« DANS LA MOITIÉ des cas, on ne retrouve pas de facteur de risque particulier aux cancers du sein chez la femme de moins de 40 ans, explique le Dr Anne Lesur, onco-sénologue à Nancy et co-organisatrice des 32es journées de la Société Française de Sénologie et de pathologie mammaire. Alors, en l’absence de dépistage organisé dans cette tranche d’âge, quand une jeune femme est inquiète parce qu’elle a découvert un nodule à l’autopalpation des seins, il faut l’écouter et faire la mammographie. Si le doute persiste, seule la biopsie peut le lever, il ne faut pas tergiverser. Il y a une obligation à vérifier ce que c’est. Y compris si la femme est enceinte ». C’est un des messages des 32es journées de la Société Française de Sénologie axées cette année autour du cancer du sein chez la femme jeune, et qui se tiendront à Strasbourg du 3 au 5 novembre.
« Il y a eu des modes successives pour les tumeurs de la femme jeune, ajoute le Dr Brigitte Séradour, présidente de la Société Française de Sénologie. Les tumeurs bénignes étant de loin les plus fréquentes, à une vague de chirurgies inutiles et délabrantes a suivi un courant très attentiste consistant à réévaluer après 3 mois de progestatifs. Ça a laissé des traces chez les médecins. Alors que les mastodynies et la mastose kystique sont en diminution, il nous faut trouver une voie intermédiaire ».
Délai à la prise en charge
Si le cancer du sein chez la femme de moins de 40 ans est rare, environ 7 % de l’ensemble des cancers du sein, soit 3 500 cas par an dans l’Hexagone, et rarissime avant 35 ans, son incidence est en augmentation, en France, comme un peu partout dans le monde. « La découverte est d’emblée tardive, puisque le nodule est cliniquement palpable, poursuit la séno-oncologue nancéenne. Il ne faut pas perdre de temps supplémentaire. Parce qu’avoir un cancer avant 40 ans paraît invraisemblable, personne n’y croit, ni la famille, ni les médecins, ni l’entourage ». Chez la femme jeune, le retard à la prise en charge atteint ainsi 3 à 6 mois. « Un tel retard diagnostique et thérapeutique explique en partie que les résultats soient moins bons, commente le Dr Bruno Cutilini, onco-radiothérapeute à Reims et co-organisateur de ces 32es journées. Par comparaison, le délai dans la tranche 50 à 74 ans est de 62 jours, ce qui est déjà trop long ».
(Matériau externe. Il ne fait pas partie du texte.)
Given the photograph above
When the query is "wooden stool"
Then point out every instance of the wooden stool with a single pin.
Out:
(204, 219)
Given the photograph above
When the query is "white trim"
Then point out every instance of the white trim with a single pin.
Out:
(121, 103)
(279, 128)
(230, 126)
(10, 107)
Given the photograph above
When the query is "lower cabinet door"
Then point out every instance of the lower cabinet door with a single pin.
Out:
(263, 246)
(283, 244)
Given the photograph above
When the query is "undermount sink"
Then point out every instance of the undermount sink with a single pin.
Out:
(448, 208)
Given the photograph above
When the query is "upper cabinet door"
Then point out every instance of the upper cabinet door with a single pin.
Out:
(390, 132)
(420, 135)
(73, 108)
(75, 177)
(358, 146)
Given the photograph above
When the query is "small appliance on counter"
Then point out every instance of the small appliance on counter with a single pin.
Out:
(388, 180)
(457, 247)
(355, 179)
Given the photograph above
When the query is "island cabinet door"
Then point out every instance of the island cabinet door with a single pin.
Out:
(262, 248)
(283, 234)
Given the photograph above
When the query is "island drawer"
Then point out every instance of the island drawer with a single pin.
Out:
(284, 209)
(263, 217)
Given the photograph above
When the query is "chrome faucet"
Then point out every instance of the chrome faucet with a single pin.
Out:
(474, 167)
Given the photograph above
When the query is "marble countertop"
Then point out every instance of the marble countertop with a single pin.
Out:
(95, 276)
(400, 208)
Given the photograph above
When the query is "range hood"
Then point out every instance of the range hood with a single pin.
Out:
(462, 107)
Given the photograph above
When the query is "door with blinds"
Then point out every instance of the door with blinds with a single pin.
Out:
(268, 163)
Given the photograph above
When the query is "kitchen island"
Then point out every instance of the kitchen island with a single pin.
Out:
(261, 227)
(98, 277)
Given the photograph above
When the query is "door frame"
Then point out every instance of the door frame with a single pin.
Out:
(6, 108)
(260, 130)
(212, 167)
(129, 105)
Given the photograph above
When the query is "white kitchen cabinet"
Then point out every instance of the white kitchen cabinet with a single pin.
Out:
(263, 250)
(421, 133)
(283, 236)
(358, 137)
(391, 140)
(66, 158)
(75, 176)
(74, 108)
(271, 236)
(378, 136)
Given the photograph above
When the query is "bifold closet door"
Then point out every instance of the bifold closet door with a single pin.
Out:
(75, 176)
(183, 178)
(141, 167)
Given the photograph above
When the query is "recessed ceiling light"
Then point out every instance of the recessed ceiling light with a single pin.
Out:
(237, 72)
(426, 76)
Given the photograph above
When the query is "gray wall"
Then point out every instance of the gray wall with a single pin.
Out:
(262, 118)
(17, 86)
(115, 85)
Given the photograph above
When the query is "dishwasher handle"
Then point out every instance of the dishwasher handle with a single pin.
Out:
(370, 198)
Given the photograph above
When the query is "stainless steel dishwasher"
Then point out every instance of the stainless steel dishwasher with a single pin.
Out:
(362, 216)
Le profil biologique des cancers avant 40 ans ne permet pas un tel retard. Pour 10 % des femmes, le cancer se développe pendant ou dans les 6 mois suivant une grossesse et ce sont les tumeurs les plus agressives.
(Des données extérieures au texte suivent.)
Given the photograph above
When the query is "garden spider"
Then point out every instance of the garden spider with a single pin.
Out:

Les consultations d’oncogénétique sont maintenant très codifiées. Les antécédents familiaux de cancer du sein font partie en effet des facteurs de risque les mieux décrits. Mais il y en a d’autres. « Le décalage de l’âge de la première grossesse et la baisse du nombre d’enfants sont en cause, poursuit-il. D’ailleurs en Chine, le cancer du sein ne cesse d’augmenter depuis la politique de l’enfant unique ». Les cellules une fois différenciées pour l’allaitement deviendraient ainsi moins sensibles aux oncogènes. Le régime méditerranéen et l’activité physique semblent également avoir un rôle protecteur. Une activité physique régulière diminuerait de 15 à 20 % le risque de cancer ainsi que celui de récidives après traitement. Autre facteur de risque à connaître, l’irradiation thoracique en période péripubertaire, de 12 à 25 ans.
Parler de « l’après »
« Il faut savoir passer la main tout de suite.Traitement conservateur ou mastectomie, reconstruction mammaire, agressivité de la chimiothérapie, hormonothérapie, chimiothérapie néoadjuvante, pour bien répondre à ces questions, il faut des consultations multidisciplinaires », explique le Dr Cutilini. De là, en dépend le pronostic ultérieur. « S’il est bon, il faut surtout leur dire, souligne le Dr Lesur. Pour beaucoup, leur vie commençait à être lancée sur des "rails". Ces femmes ont l’impression que leur vie bascule et leur échappe sans comprendre pourquoi, sans imaginer ce que pourra être "l’après". L’incompréhension, la peur et le doute les envahissent, les projets s’envolent. On pense que ce n’est pas le moment de parler fertilité, esthétique, contraception et cycles. Et bien si, c’est précisément le moment. Elles ont besoin de restaurer leur féminité mutilée et de se projeter dans l’avenir. Le taux de dépression est bien plus élevé chez les femmes à qui on n’a pas pris le temps d’expliquer les choses ».